Family Travel Association Newsletter


Week of March 16, 2017

Family Travel in a (Tricky) New Travel Climate
So what is any traveler, but especially traveling families, to do in a travel environment where more and higher travel obstacles are shuttering borders that were once open, and where an overarching sense of negativity is making people think twice about leaving home?

This in-depth article, with comments from two dozen family travel experts, tries to answer that question by putting it all into context.

Family Travel in a (Tricky) New Travel Climate
“It’s a weird time to be in the travel industry,” understates a well-established, U.S.-based freelance travel writer and editor. Caught between a rock (slumping travel demand in the U.S. due to new, restrictive policy directives) and a hard place (threats of tighter visa rules for U.S. travelers overseas), he laments how “The current climate would make any travel writer – really any American who travels for a living – paranoid. For us family travel writers, however, the stakes are even higher.”

At issue today in the U.S. are the now-infamous shifts in U.S. immigration policy spearheaded by the new American administration over the last two months.
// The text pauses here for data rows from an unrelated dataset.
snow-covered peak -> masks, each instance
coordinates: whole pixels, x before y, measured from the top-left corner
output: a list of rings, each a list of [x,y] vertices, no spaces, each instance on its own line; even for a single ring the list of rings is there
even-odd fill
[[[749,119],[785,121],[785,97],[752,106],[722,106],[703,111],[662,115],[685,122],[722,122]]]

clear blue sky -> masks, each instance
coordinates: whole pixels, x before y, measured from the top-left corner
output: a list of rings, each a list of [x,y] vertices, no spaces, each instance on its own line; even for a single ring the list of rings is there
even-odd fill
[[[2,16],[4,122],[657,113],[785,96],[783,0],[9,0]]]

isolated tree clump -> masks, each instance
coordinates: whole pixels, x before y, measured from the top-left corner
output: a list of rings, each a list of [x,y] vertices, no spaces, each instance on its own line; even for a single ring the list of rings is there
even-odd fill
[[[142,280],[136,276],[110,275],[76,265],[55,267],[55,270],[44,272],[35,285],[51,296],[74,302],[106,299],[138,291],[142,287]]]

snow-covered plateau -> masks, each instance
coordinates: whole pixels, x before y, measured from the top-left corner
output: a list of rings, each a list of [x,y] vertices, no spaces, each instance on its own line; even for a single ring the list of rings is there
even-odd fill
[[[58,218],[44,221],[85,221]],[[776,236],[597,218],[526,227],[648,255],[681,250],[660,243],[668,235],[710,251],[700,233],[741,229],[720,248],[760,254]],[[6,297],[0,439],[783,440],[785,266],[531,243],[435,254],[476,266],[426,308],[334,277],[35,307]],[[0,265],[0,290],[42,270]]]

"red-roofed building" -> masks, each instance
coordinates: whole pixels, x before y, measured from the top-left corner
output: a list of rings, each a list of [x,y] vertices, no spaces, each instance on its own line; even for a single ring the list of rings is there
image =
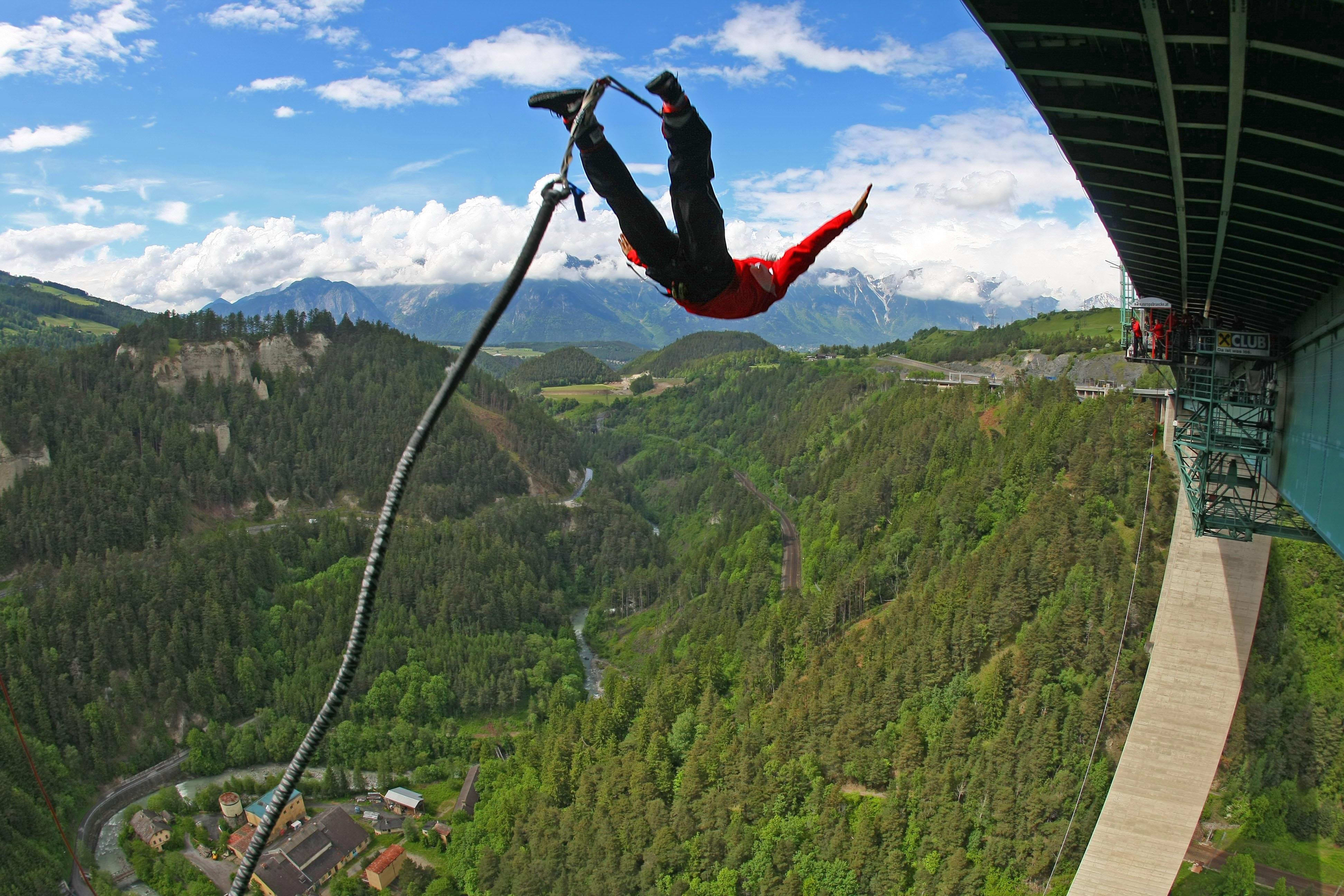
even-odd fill
[[[242,861],[243,856],[247,854],[247,848],[251,845],[251,836],[255,833],[255,825],[243,825],[228,836],[228,852],[238,856],[238,861]]]
[[[364,880],[374,889],[386,889],[402,873],[405,861],[406,850],[401,844],[392,844],[364,869]]]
These include vigorous enforcement of laws governing some immigrants already in the U.S. and the pair of executive orders (now both blocked) temporarily banning travel to the U.S. by the citizens of several Muslim-majority nations and all refugees.

These are important because, in the best of circumstances, “For family travel to be transformational, the message must be warm, open, and hospitable. Parents do not, and should not, expect anything else. In this case, the [travel bans] may be giving them pause,” remarks another family travel writer and publisher.

But troubles are brewing outside the U.S. too, with visa-policy brinksmanship ordered by the European Parliament and complex rules for families visiting places like South Africa and Botswana.